Just two years after his injury, Tuscany stepped into his skis once again and went down the mountain at Sugar Bowl Ski Resort outside of Truckee. Getting people back into outdoor sports — often something people have written off with their disability — is at the core of what High Fives Foundation does. High Fives hosts camps year round and brings its athletes to adaptive sporting events around the country for skiing, mountain biking, surfing, fly fishing and motocross. 

“Athlete is a term we use instead of recipient, grantee, or awardee. ‘Athlete’ has nothing to do with professional status. It has to do with goal setting. Every individual that we provide funds to has to set a goal that the funds we’re providing will help them attain,” explains Tuscany. “After you’ve had a life-changing injury and you call someone an athlete again, it helps them re-identify with who they might be and what they might have lost. It’s incredibly empowering. Words matter.” 

It’s certainly true for Winter Park-resident and pro-adaptive skier, Trevor Kennison. Back in 2014, Kennison broke his back while backcountry snowboarding on Vail Pass and became permanently paralzyed from the waist down. He didn’t know what life would look like after that. 

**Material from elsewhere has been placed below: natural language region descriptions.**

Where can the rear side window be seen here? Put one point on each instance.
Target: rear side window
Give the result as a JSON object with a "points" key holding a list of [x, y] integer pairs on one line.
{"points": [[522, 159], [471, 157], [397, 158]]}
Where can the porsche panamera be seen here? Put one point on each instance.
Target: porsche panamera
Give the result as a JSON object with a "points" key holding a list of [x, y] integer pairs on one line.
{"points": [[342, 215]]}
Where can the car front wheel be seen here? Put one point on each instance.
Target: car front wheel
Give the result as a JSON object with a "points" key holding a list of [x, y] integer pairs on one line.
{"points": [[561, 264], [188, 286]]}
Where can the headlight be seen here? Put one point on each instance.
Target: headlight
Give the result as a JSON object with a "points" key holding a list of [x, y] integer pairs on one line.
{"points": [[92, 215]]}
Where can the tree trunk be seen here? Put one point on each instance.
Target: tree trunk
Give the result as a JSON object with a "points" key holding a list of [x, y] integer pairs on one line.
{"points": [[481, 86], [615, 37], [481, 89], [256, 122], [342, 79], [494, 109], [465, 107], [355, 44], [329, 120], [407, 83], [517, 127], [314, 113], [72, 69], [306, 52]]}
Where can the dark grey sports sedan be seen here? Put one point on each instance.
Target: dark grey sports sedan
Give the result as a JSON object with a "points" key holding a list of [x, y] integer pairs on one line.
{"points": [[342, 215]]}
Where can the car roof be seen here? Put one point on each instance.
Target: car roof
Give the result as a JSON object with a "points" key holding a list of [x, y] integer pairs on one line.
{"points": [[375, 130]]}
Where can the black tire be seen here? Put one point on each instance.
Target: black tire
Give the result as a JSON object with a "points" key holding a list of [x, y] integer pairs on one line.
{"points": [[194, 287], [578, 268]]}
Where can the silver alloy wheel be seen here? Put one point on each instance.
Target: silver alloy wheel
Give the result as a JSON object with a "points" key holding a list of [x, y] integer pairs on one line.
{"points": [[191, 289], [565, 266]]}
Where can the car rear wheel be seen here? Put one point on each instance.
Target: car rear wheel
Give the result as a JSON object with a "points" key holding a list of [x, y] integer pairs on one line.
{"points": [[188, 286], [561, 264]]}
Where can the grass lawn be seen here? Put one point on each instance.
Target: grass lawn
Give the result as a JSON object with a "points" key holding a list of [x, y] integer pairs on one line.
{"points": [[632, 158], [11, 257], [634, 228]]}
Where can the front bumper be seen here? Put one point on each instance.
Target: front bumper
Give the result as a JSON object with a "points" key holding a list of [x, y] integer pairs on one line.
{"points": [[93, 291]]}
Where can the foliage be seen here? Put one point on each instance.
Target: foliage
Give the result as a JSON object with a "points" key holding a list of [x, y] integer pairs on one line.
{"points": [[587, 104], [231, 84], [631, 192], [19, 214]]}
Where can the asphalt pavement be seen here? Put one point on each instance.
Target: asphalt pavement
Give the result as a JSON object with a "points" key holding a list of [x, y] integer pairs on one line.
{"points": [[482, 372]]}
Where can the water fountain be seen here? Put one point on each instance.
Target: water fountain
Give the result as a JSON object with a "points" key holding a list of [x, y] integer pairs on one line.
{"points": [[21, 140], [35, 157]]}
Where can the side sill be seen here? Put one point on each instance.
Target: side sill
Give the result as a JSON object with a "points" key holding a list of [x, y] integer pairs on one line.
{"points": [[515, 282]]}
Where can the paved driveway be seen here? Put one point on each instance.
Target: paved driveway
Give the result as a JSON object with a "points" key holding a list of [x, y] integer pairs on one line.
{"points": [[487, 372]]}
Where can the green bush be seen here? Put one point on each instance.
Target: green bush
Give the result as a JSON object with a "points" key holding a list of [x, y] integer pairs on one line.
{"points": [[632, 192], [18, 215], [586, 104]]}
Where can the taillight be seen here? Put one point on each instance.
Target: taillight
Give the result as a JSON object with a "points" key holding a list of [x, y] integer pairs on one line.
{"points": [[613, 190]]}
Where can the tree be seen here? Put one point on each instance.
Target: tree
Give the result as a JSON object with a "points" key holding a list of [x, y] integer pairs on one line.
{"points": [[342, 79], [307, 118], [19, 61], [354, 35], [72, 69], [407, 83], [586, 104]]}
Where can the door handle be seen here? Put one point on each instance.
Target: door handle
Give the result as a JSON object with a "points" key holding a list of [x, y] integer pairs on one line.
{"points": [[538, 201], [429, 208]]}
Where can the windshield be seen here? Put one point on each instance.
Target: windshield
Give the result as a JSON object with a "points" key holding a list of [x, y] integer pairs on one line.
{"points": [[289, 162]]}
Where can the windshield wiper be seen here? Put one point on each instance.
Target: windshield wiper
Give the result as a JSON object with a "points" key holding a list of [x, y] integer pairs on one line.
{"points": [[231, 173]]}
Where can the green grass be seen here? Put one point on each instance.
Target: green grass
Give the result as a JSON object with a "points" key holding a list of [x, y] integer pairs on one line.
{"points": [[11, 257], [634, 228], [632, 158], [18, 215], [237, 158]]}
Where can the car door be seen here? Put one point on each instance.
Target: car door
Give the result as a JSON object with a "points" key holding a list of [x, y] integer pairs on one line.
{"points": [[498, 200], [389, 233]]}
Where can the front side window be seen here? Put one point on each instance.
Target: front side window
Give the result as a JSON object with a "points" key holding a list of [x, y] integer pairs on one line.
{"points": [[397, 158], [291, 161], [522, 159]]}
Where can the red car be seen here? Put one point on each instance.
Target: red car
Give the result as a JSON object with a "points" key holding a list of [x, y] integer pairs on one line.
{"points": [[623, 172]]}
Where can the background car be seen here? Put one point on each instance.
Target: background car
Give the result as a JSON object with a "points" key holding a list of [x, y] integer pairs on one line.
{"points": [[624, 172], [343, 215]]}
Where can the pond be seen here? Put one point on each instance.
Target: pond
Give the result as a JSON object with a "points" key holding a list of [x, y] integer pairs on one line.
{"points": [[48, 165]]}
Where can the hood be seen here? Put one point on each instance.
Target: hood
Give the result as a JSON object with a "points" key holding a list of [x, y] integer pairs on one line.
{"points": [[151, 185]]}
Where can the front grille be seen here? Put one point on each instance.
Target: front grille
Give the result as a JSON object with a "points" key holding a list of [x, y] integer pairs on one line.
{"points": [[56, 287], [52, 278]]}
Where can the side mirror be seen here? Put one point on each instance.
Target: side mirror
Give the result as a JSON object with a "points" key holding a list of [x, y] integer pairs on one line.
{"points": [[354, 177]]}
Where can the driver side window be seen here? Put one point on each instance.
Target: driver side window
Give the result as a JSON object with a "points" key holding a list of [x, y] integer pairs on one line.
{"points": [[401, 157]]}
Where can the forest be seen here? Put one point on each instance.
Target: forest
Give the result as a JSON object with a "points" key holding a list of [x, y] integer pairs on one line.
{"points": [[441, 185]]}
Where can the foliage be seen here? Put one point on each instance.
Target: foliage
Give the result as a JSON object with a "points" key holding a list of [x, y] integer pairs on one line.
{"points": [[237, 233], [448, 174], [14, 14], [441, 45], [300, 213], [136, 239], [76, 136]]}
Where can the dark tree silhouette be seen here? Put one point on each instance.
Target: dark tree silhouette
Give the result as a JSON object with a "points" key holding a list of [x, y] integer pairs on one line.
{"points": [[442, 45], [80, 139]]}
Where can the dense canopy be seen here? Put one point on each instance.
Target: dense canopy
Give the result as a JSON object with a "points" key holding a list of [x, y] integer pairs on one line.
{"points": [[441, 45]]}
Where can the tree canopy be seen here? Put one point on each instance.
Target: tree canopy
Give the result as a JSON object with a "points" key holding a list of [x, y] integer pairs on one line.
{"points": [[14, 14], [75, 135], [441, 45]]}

But with the help of friends, family and High Fives, Kennison got a sit ski — a fiberglass molded bucket seat above a ski used with outriggers attached to his hands — and got back on the mountain. With an infectious positive attitude only matched by Tuscany himself — who he is quick to credit with helping to get him where he is today — Kennison has gone on to make history for adaptive skiers. In 2019, he launched off of Corbet’s Couloir in Jackson Hole, also known as “America’s Scariest Ski Slope,” and three years later, he became the first adaptive skier to hit the X Games Big Air jump. Full Circle, a documentary following his journey back to skiing the spot on Vail Pass that changed his life is out this fall. 

“High Fives was everything. It’s a family. I think that’s the biggest part,” says Kennison. “I didn’t know what to do after my injury. I didn’t know where to go, and Roy and High Fives showed me there’s life way beyond being injured. There’s surfing, biking, skiing — there’s all of these awesome amazing things that we are doing.”

On High Fives’ website there is a metric that’s tracked alongside grants funded and athletes served. To date, High Fives has facilitated 305 first-time experiences. After a disabling injury, life can feel limited and shaped by what’s not possible. High Fives wants to squash that mentality. 

At a fall motocross camp hosted by High Fives in Colorado, athlete Jesse Alberi was hesitant to get back out on the dirt bike. When he finally did, the pure joy on his face was something that Tuscany won’t soon forget.

“He went out and when he came back in, the smile on his face was almost like the Joker in the Batman movie. It was just stuck there,” recalls Tuscany. “As that grin finally allowed him to talk, he looked around and was like, ‘I just did something that I never thought I was ever going to do again. I had written this off. And I just did it.’” 

High Fives continues to evolve to expand its reach. The organization’s Military to the Mountains program selects 22 veterans and first responders every year to receive nine weeks of personal training for a week of skiing at Palisade Tahoe and Granby Ranch in Colorado. A new educational program launched this winter aims to educate recreationalists on preventing injuries through presentations at schools, clubs and other organizations. 

“I think High Fives has been able to elevate the way that folks with disabilities are perceived but also the idea that there are no barriers to entry,” says Tuscany. “We all can adapt and overcome. I think a staple of High Fives has been that exact thing: For 13 years we have continued to evolve and adapt and overcome, and that’s just because it’s built into the community that we serve. We build it into who we are and what we’re doing.”

Editor’s note: This article appears in the 2022-23 winter editions of Tahoe Magazine.